Akibat bentrok tersebut, menyebabkan satu orang meninggal dunia atas nama Dedi Rukandi (53) warga Jalan Perjuangan, Desa Kelambir V Kebun, Kelurahan Hamparan Perak.
Sebelumnya, tim gabungan Reskrim Polsek Sunggal dan Polsek Helvetia mendapat laporan terjadi bentrok antara geng motor. Dipimpin Kapolsek Sunggal Kompol Chandra Yudha Pranata, mereka pun bergerak cepat.
Dalam proses tindak lanjut benteokan itu, tim gabungan berhasil mengamankan 5 tersangka atas penganiayaan tersebut, Minggu (26/12) pukul 22.00 Wib.

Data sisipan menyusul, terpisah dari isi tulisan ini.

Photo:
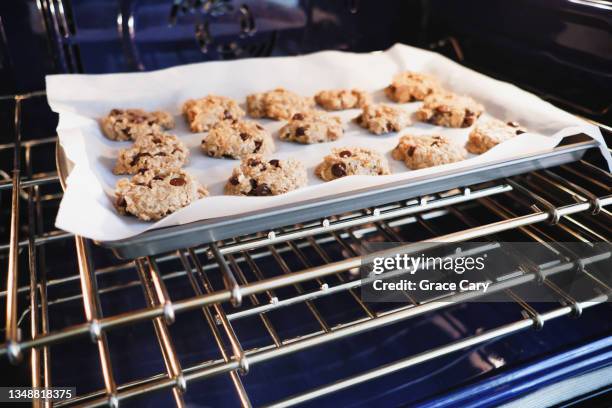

Kelima tersangka yakni, AT alias T (26) warga Jalan Jawak, Kompleks Tomang Mas 3, Kelurahan Helvetia, Kecamatan Sei Sekambing. T diamankan di Gang Pane, Klambir V.
RH alias R (18) warga Jalan Klambir V, Gang Usman (menyerahkan diri). R (18) warga Jalan Gaperta Ujung, Gang Kenangan ditangkap di Warnet Yoges Gaperta. Sedangkan P alias Y (17) dan M.E.S.D (17) diamankan di depan rumahnya masing-masing di Jalan Klambir V, Gang Manggis dan Klambir V, Gang Tower.
Ke lima nya merupakan anggota Geng Motor KPN (Kami Punya Nyali). Sementara 5 tersangka lainnya masing-masing berinisial A (DPO), inisial R (DPO), inisial S (DPO), inisial L (DPO) dan R (DPO) masih terus diburu polisi Polsek Sunggal.
Kapolsek Sunggal, Kompol Chandra Yudha Pranata menjelaskan, penangkapan terhadap ke lima tersangka penganiayaan yang menyebabkan korban (Dedi Rukandi)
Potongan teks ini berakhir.